Expose the tool to an agent by adding it to the agent's tool allowlist. Pair it with a system prompt that tells the LLM to call RetrieveConnected before answering and to cite every claim with a snippet ID. The orchestrator handles streaming, the audit log, and per-call timeouts — you write the retrieval, not the loop.

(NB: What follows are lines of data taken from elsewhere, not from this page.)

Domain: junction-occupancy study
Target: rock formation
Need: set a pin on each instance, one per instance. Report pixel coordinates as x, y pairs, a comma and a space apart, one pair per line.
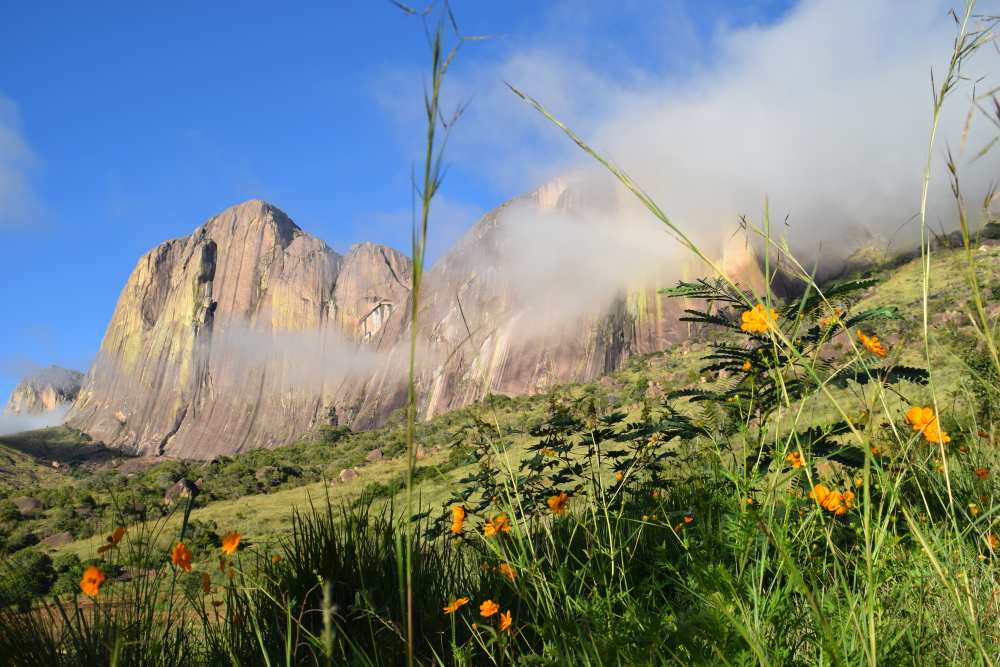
249, 332
215, 337
47, 390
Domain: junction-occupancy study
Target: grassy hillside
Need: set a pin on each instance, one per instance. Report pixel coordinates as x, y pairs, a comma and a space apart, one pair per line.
261, 488
756, 516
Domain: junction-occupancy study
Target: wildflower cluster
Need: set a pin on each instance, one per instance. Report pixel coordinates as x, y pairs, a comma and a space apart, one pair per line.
836, 502
923, 420
487, 609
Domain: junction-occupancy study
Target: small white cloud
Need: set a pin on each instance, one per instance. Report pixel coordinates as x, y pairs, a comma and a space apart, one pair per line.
825, 111
449, 219
19, 207
19, 423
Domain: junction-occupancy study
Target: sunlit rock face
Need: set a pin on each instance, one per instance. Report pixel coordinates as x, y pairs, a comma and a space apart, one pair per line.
249, 332
217, 343
46, 390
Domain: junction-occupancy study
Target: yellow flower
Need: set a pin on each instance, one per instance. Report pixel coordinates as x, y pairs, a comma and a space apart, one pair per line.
457, 518
92, 580
919, 417
507, 571
181, 556
873, 344
924, 420
488, 608
454, 605
832, 319
832, 501
112, 540
759, 319
558, 503
499, 524
230, 542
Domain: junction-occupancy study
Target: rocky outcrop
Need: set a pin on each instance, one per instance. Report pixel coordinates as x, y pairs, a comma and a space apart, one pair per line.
250, 332
47, 390
219, 340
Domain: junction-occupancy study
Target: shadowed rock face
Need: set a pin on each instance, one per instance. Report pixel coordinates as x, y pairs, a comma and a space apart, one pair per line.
210, 345
248, 332
44, 391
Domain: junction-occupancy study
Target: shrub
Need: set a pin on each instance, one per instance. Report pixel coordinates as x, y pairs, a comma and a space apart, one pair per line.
26, 575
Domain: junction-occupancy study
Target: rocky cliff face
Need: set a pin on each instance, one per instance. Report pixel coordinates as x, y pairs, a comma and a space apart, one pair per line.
47, 390
217, 342
246, 333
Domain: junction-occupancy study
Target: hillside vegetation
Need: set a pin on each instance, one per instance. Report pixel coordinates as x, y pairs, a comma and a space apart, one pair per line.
668, 512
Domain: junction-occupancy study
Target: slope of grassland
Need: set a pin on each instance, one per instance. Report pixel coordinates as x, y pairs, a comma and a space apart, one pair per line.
257, 492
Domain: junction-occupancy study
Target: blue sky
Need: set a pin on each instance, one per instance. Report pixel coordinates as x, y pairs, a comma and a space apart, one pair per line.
125, 124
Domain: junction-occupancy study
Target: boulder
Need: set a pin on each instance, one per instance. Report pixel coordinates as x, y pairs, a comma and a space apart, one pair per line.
45, 390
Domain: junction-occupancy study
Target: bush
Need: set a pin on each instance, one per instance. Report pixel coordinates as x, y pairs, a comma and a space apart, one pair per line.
26, 575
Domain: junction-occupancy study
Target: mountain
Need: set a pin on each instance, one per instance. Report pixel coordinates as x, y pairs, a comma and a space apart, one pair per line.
250, 332
212, 341
46, 390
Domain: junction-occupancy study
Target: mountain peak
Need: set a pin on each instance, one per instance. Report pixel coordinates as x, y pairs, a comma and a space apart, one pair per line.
253, 214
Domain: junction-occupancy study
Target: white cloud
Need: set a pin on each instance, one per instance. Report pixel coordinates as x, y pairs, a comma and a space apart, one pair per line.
826, 112
19, 207
449, 220
10, 423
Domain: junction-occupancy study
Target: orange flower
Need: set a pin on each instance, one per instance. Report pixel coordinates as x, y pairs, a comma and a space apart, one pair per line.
488, 608
498, 524
457, 518
759, 319
181, 556
919, 417
923, 419
92, 580
558, 503
454, 605
873, 344
832, 501
230, 542
935, 435
832, 319
112, 540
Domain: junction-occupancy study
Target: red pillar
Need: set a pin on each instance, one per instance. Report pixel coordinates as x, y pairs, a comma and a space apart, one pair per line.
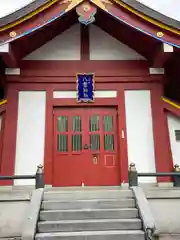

When graph RAG is worth it

Question shape	Best approach
Answer is in one document; question paraphrases it	Flat hybrid search — no traversal needed
Answer joins facts across linked records (multi-hop)	Graph RAG (graph expansion → hybrid)
"What are the broad themes / patterns?" (global)	Search over precomputed `Topic` summaries
Mix of the above	Expose both tools; let the agent choose

Graph RAG adds a traversal and a scoping step. If your corpus is a flat set of unrelated documents, those steps cost latency for no recall gain — start with flat hybrid search and add the graph layer when questions start spanning records.

Pitfalls

Expanding too many hops. Each hop multiplies the candidate set. Two hops is usually enough; three is the ceiling for interactive chat. Stop at the depth the question needs.
Dropping the ACL filter. Similarity signals run against the full graph, so a scenario without FilterAsUser(scope.CurrentUser) can surface nodes the caller can't see. Keep it as the last step before ExecuteAsync.
No edges to traverse. If entity linking didn't run (or fired below the auto-link threshold), the graph is just disconnected documents and expansion returns nothing. Verify Mentions edges exist before blaming retrieval — see the entity extraction review loop.
Passing whole documents to the LLM. Register snippets, not full bodies; hybrid search already selected the relevant chunks.
Stale Topic summaries. A summary computed last quarter describes last quarter's clusters. Re-run the enrichment task when members change.